Metadata-Version: 2.1
Name: tempowork
Version: 0.0.12
Summary: A library for mining temporal networks where time is represented as a continuous dimension!
Home-page: https://github.com/alijazayeri/tempowork
Author: Ali Jazayeri
Author-email: ali.jazayeri@drexel.edu
License: MIT
Description: ###########################
        *tempowork* Python Library
        ###########################
        
        --------------------------------------------------
         Frequent subgraph mining in temporal networks
        --------------------------------------------------
        
        The *tempowork* Python library comprises a series of algorithms for mining temporal networks where time is represented as a continuous dimension. In the current version, given a user-defined frequency threshold ``supp`` in  ``{1,2,...,n}``, it can mine all the frequent subgraphs in a data set of ``n`` temporal networks. The frequent subgraphs are subgraphs that appear in at least ``supp`` networks of the data set. The mining can be executed under one of the four following definitions of isomorphism: 
        
        	* Exact-time isomorphism
        	* Inexact-time isomorphism
        	* Sequence-preserved exact-time isomorphism
        	* Sequence-preserved inexact-time isomorphism
        
        --------------------------------------------------
         Mining evolving patterns in temporal networks
        --------------------------------------------------
        Coming soon! 
        
        *************
        Install
        *************
        
        Install the latest version of tempowork:
        
        .. code-block:: python
        
        	pip install tempowork
        
        *************
        Usage
        *************
        
        The main function can be executed as follows:
        
        .. code-block:: python
        
        	import tempowork as tw
        	test = tw.frequent(file_name, support, isomorphism = 'e', disc_threshold = 0.05, binning=False, nbins = 10, directed = False)
        
        **Arguments**
        
        * *file_name*: a string referring to the data set of temporal networks (`.txt` file). 
        * *support*: the support integer value in ``{1,2,...,n}``, representing the number of networks in the data set that should include a pattern to make the pattern frequent
        * *isomorphism*: it shows when two networks are considered isomorphic. It can take one of the following options: 
        
          * *'e'*: Exact-time isomorphism
          * *'i'*: Inexact-time isomorphism
          * *'es'*: Sequence-preserved exact-time isomorphism
          * *'is'*: Sequence-preserved inexact-time isomorphism
        
        * *disc_threshold*: a user-defined threshold used for 'i' and 'is' isomorphism definitions.

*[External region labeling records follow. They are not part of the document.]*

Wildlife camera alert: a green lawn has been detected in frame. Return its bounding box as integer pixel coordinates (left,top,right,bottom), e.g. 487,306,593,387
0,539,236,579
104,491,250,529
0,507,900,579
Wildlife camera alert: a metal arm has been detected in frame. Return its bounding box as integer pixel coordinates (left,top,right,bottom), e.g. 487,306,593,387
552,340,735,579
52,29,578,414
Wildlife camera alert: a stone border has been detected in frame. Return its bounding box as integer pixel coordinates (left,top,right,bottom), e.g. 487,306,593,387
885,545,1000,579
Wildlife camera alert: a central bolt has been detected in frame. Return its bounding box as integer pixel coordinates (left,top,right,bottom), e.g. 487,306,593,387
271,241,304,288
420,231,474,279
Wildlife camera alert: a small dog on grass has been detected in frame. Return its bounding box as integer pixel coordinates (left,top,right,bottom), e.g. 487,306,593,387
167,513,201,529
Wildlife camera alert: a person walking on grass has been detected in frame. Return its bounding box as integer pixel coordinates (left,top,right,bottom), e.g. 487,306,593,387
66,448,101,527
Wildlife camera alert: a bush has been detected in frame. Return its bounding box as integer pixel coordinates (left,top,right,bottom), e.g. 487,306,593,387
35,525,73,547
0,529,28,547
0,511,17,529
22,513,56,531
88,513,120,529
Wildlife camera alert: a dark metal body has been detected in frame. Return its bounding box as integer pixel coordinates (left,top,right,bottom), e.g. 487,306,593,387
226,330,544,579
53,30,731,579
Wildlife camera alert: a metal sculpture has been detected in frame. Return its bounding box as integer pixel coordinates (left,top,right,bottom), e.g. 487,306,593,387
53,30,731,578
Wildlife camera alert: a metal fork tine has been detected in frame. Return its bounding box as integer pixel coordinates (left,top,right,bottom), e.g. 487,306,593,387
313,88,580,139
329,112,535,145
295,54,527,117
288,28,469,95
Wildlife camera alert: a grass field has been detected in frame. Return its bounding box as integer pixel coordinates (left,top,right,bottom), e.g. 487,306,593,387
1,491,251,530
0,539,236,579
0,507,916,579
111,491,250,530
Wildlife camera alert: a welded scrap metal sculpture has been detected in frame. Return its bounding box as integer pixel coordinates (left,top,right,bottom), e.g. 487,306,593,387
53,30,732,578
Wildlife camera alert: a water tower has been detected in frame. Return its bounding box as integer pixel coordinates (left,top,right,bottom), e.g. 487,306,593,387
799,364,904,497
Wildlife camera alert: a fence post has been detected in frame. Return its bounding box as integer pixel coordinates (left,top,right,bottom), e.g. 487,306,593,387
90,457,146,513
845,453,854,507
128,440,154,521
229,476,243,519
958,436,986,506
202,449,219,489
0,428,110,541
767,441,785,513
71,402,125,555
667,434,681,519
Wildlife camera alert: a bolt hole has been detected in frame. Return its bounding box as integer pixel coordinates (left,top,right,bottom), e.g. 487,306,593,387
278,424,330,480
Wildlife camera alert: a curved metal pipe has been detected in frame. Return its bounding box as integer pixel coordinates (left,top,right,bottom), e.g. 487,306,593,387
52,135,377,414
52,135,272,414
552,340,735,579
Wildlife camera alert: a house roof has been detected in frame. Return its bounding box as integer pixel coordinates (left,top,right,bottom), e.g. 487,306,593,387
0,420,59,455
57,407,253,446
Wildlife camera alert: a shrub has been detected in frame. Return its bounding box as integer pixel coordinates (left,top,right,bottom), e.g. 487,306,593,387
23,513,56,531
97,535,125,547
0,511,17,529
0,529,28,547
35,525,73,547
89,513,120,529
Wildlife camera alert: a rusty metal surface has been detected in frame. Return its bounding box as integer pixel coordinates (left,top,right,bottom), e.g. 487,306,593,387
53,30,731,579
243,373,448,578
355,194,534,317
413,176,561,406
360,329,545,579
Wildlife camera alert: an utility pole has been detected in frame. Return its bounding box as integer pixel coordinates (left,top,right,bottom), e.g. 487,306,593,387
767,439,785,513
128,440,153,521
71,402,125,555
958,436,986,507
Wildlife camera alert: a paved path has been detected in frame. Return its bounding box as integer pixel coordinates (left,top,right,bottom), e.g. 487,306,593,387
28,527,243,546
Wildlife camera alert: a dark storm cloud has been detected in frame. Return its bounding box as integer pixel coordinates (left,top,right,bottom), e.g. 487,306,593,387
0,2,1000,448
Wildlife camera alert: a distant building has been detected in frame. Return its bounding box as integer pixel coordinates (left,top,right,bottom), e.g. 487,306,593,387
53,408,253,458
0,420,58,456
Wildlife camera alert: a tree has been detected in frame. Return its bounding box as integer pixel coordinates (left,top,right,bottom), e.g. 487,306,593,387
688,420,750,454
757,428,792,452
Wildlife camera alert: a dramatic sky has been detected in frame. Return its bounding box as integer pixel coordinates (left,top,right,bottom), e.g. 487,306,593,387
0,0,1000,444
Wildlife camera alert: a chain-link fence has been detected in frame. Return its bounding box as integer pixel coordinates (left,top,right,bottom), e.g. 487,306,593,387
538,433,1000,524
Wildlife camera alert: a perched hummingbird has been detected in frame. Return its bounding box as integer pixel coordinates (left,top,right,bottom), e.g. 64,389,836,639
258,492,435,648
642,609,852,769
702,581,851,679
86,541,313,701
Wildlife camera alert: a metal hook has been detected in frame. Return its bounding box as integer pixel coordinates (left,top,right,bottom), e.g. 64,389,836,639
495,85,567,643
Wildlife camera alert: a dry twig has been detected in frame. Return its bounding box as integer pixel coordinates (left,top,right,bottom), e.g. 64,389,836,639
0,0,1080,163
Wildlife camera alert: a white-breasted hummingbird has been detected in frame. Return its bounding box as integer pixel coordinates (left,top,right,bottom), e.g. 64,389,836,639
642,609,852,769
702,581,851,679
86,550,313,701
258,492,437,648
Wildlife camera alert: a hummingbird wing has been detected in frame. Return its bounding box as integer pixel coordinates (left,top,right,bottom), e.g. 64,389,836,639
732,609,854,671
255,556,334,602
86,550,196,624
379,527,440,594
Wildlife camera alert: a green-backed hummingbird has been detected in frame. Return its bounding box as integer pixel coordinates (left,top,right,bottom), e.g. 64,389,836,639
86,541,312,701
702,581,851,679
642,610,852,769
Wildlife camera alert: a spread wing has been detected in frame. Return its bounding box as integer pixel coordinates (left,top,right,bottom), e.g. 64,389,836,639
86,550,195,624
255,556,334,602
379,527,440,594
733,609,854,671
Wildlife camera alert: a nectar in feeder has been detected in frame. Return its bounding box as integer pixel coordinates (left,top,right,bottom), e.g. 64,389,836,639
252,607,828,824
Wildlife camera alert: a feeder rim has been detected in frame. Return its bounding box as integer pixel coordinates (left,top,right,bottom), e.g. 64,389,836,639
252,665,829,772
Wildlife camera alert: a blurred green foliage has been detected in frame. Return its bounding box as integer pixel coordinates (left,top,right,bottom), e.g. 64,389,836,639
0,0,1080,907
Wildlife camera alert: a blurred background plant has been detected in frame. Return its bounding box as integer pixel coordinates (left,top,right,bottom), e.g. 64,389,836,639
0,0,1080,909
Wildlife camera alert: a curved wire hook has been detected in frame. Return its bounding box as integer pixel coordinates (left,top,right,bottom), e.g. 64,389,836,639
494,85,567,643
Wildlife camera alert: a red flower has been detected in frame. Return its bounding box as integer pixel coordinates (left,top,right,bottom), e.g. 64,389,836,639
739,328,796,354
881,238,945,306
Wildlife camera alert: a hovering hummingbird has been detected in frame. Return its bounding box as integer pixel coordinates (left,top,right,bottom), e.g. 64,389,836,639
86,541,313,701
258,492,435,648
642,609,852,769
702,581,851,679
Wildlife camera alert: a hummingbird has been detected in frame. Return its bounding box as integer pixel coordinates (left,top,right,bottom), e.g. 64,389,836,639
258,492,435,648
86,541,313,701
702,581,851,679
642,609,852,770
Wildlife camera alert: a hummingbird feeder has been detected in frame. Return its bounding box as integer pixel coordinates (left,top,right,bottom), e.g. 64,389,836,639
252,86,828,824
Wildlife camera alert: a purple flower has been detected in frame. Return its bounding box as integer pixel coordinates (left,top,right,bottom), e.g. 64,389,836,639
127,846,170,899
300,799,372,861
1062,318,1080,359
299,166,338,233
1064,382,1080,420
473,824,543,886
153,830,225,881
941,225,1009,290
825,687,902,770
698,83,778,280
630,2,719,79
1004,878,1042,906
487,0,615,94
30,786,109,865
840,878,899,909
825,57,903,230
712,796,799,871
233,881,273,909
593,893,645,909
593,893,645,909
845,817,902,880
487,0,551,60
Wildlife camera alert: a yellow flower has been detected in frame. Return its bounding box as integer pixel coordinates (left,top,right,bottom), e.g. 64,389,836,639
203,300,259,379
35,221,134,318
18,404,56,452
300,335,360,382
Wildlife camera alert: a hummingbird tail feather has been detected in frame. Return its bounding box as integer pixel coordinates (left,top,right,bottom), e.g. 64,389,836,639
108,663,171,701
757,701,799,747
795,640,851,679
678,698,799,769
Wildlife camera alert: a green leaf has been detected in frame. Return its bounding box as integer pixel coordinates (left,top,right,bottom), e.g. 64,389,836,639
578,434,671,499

Once all the durations are sorted, disc_threshold is the maximum value that the difference between two consecutive durations divided by the first duration is permitted, in order to consider two consecutive values inexactly identical.
        * *binning*: used for 'i' and 'is' isomorphism definitions and takes one of the following values.
        
          * *False*: the inexact identical durations are determined by disc_threshold.
          * *width*: the algorithm uses equal-width periods to find inexact identical values
          * *frequency*:  the algorithm uses an equal-frequency strategy to find inexact identical values
        
        * *nbins*: it is a parameter that works with 'i' and 'is' isomorphism definitions when binning is not False. It determines the number of bins for 'width' and 'frequency' options of binning.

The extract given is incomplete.